▼一昨年の改正航空法の施行により、産業用無人ヘリコプターや小型無人航空機「ドローン」の飛行が規制されたことで、農薬散布など物を落下する行為は、国交大臣の申請・認可が必要になった。
▼農林水産省の改正技術指針は、薬剤散布の際に航空法順守はもとより、農林水産航空協会が適合機と認定した機体を使用し、適切に防除するよう指導する。今、空の産業革命とさえ期待されるドローンだが、農薬散布に限ってはまだ黎明(れいめい)期。
▼農水省の2016年度散布実績(1月末の速報値)では、産業用無人ヘリ100万ヘクタール(水稲86万ヘクタール)に対して、ドローンは543ヘクタール(同492ヘクタール)とごくわずか。ドローンの積載量や駆動時間では大区画圃場での効率性は望めなさそう。小区画水田に加え樹園地、共同防除が進まない山間地での活用を見いだすべきだろう。
▼農業分野での用途は、防除だけでなく小型カメラやセンサーを搭載すれば農作物の生育調査や自然災害による被害確認など無限に広がる。将来の農業を変えられるアイテムだからこそ、大切に育てていきたいもの。

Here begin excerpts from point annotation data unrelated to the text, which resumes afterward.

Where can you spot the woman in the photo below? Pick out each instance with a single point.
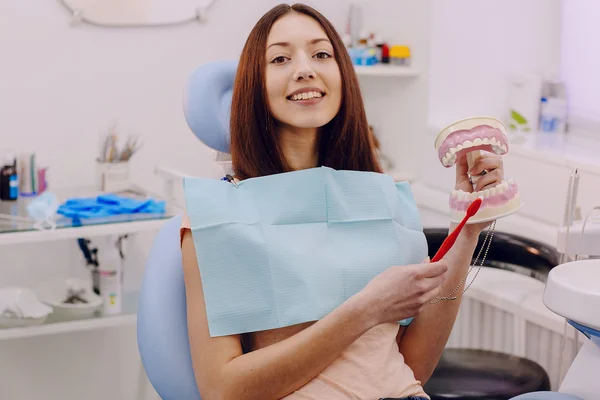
(297, 105)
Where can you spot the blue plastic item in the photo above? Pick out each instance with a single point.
(108, 205)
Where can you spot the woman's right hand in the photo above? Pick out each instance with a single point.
(402, 291)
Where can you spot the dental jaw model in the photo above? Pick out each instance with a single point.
(469, 138)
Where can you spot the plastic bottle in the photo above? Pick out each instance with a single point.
(553, 115)
(9, 180)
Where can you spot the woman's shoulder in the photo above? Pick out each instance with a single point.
(185, 219)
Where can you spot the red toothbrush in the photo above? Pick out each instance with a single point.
(449, 241)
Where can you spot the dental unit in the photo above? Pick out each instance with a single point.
(573, 292)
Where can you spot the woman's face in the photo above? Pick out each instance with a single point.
(303, 81)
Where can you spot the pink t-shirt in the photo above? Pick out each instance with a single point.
(370, 368)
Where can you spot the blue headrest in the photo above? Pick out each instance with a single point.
(207, 103)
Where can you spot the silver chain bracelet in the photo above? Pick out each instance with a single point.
(489, 235)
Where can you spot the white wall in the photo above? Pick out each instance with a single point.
(477, 45)
(580, 63)
(60, 87)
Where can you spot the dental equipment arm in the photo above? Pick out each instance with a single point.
(423, 341)
(223, 371)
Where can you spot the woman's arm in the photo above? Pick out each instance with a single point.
(221, 369)
(423, 341)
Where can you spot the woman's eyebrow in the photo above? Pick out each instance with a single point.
(286, 44)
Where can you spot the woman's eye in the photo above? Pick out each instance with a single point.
(322, 54)
(278, 60)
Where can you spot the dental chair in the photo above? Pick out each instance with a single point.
(162, 322)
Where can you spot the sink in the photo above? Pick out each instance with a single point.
(508, 251)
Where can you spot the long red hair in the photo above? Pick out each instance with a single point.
(345, 143)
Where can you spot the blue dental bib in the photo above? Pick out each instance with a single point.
(289, 248)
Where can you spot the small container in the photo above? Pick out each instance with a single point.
(113, 177)
(110, 272)
(400, 55)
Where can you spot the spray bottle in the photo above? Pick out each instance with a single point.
(9, 180)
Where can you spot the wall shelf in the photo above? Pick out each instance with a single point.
(385, 70)
(55, 325)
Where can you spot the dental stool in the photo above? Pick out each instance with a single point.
(470, 374)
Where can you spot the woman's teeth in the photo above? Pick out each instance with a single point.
(305, 96)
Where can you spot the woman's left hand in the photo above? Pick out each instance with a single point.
(494, 175)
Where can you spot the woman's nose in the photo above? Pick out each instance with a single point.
(304, 71)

▼航空法改正の発端は、首相官邸と観光地での無謀な飛行だった。今後の防除において、指導指針を無視した散布や、自分の操縦技術を過信したアクロバット的な飛行による大事故などが発生すれば、無人航空機全体の農業利用に対して厳しい規制が加わりかねない。黎明期ゆえに慎重な運用が望まれよう。